Liberdade e democracia, ainda que difíceis de definir e reconhecidamente imperfeitas, são o núcleo das melhores aspirações dos homens que lutam contra a opressão e o arbítrio, e a favor da igualdade e da justiça.
As ideias de liberdade e democracia são, por isso, avessas a falsificações: ou se as reconhecem, e podem ser exercidas diariamente, ou estão ausentes. As falsificações da liberdade e da democracia deformam o exercício do poder e destroem as repúblicas, como regimes em que o poder emana do povo e deve ser por ele exercido em benefício de todos. Quando o poder não emana livremente do povo, tomado que é de algum modo por oligarcas, não há liberdade e não se reconhece a democracia. Nessas situações as instituições republicanas, capturadas, operam num faz-de-conta que não passa de mera formalidade. Sequestra-se a democracia e, com ela, a liberdade.
Nessa perspectiva, a ideia de liberdade requer não tomar como absolutos os direitos de ir e vir e de fazer o que se quer, mas considerar a necessidade de respeitar direitos de terceiros e, vivendo em sociedade, ponderar sobre o quanto o exercício de direitos individuais afetam direitos sociais, derivados de necessidades coletivas.
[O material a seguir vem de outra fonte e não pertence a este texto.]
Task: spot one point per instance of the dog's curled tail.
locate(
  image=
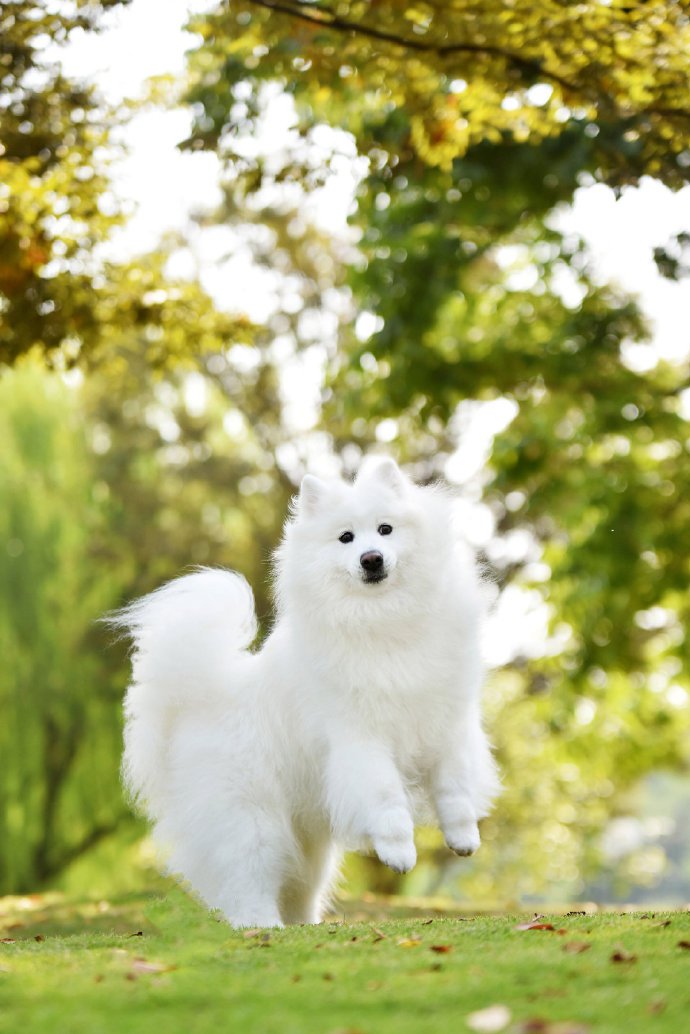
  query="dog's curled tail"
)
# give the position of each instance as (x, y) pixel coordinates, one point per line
(190, 640)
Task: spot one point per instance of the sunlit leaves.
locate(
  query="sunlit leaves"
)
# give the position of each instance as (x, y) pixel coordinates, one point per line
(465, 72)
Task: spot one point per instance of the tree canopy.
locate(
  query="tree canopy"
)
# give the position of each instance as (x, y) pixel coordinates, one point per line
(438, 79)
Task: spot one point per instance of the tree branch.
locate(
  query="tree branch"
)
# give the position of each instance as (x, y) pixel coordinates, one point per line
(328, 19)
Não se trata, decerto, de assunto simples. E parece elementar admitir o adágio popular segundo o qual o “meu” direito termina onde começa o “direito do outro”.
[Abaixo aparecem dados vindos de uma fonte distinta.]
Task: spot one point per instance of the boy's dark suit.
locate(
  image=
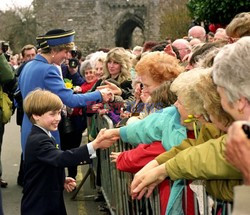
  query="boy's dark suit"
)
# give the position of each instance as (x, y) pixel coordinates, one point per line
(44, 173)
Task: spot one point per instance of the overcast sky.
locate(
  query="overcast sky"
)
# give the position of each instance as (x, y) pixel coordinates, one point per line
(6, 4)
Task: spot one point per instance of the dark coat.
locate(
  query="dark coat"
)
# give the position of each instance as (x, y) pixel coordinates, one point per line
(44, 173)
(38, 73)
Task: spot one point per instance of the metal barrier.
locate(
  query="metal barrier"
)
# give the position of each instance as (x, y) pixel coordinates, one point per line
(115, 186)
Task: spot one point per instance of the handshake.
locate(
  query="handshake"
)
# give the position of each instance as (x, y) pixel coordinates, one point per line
(106, 138)
(107, 95)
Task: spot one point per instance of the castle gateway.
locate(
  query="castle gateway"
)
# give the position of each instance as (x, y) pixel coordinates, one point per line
(102, 23)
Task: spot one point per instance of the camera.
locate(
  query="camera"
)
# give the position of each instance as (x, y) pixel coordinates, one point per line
(74, 62)
(4, 46)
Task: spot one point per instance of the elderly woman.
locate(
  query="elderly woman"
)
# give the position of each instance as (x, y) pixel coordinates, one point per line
(117, 67)
(231, 75)
(166, 124)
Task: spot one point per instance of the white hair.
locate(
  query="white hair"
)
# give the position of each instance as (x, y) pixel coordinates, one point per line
(231, 69)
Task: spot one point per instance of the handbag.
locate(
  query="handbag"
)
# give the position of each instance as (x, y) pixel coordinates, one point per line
(6, 106)
(66, 124)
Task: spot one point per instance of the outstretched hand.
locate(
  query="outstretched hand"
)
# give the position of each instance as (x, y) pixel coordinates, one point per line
(108, 85)
(144, 184)
(105, 139)
(114, 156)
(238, 149)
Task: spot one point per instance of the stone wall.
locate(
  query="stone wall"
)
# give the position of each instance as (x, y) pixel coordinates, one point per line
(101, 23)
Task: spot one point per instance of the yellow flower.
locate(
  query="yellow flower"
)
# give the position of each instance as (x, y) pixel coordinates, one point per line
(68, 85)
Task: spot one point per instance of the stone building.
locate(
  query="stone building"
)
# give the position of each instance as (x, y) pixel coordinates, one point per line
(102, 23)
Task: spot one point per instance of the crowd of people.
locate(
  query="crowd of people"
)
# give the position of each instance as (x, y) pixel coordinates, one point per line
(182, 104)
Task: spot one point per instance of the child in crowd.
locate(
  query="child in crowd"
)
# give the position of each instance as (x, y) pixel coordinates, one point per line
(44, 163)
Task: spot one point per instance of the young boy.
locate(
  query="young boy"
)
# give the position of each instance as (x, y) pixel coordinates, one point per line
(44, 177)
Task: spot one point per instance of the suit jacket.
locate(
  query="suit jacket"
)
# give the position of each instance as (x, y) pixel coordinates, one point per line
(38, 73)
(44, 173)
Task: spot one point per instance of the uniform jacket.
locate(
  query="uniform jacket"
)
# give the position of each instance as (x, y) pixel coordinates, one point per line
(44, 173)
(40, 74)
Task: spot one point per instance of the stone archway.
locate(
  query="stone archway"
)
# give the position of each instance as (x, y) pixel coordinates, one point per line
(125, 31)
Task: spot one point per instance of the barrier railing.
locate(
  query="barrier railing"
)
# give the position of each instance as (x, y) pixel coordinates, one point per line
(115, 186)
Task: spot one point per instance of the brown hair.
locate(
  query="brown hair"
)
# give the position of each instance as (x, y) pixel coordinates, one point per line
(159, 66)
(28, 47)
(239, 26)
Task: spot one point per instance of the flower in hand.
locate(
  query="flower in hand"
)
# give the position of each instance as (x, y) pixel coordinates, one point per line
(104, 139)
(69, 184)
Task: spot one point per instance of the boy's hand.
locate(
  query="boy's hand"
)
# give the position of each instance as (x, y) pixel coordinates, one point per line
(114, 156)
(106, 138)
(69, 184)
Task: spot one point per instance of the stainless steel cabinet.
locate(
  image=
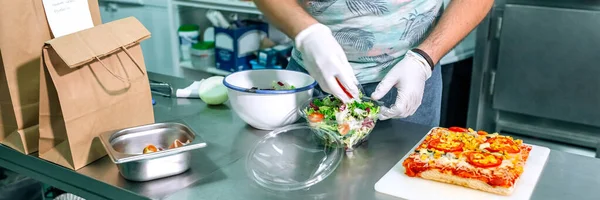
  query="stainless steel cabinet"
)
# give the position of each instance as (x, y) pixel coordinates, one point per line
(537, 71)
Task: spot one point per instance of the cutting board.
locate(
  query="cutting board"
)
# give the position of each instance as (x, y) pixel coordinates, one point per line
(398, 184)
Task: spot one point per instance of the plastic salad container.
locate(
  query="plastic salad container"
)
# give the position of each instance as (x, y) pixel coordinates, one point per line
(291, 158)
(333, 120)
(298, 156)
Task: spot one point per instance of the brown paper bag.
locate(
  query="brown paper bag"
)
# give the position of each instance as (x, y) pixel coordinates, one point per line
(23, 31)
(92, 81)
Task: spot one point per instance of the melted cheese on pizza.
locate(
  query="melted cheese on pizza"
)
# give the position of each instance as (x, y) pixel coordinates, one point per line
(493, 158)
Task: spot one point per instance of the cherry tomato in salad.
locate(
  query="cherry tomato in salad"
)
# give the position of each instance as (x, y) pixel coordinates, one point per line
(484, 160)
(498, 144)
(150, 149)
(458, 129)
(447, 146)
(343, 88)
(315, 117)
(343, 128)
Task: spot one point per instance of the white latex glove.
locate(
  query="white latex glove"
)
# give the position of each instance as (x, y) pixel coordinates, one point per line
(325, 60)
(408, 76)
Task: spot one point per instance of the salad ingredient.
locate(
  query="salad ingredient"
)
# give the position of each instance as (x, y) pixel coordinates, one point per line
(212, 91)
(351, 122)
(277, 85)
(344, 128)
(315, 117)
(178, 143)
(150, 149)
Mas não é assim que pensam muitas pessoas, que não admitem qualquer restrição ou relativização ao que consideram serem “seus direitos”. De ir e vir, de fazer o que lhes der na telha e de… se vacinarem.
Em acirrada polêmica com Oswaldo Cruz, há mais de um século, o liberal Ruy Barbosa posicionou-se contra a vacinação obrigatória, cuja lei era defendida por Cruz, argumentando que “a lei da vacina obrigatória é uma lei morta. Assim como o direito veda ao poder humano invadir-nos a consciência, assim lhe veda transpor-nos a epiderme”. Para Barbosa, “não tem nome, na categoria dos crimes do poder, a temeridade, a violência, a tirania a que ele se aventura, expondo-se, voluntariamente, obstinadamente, a me envenenar, com a introdução no meu sangue de um vírus sobre cuja influência existem os mais bem fundados receios de que seja condutor da moléstia e da morte”.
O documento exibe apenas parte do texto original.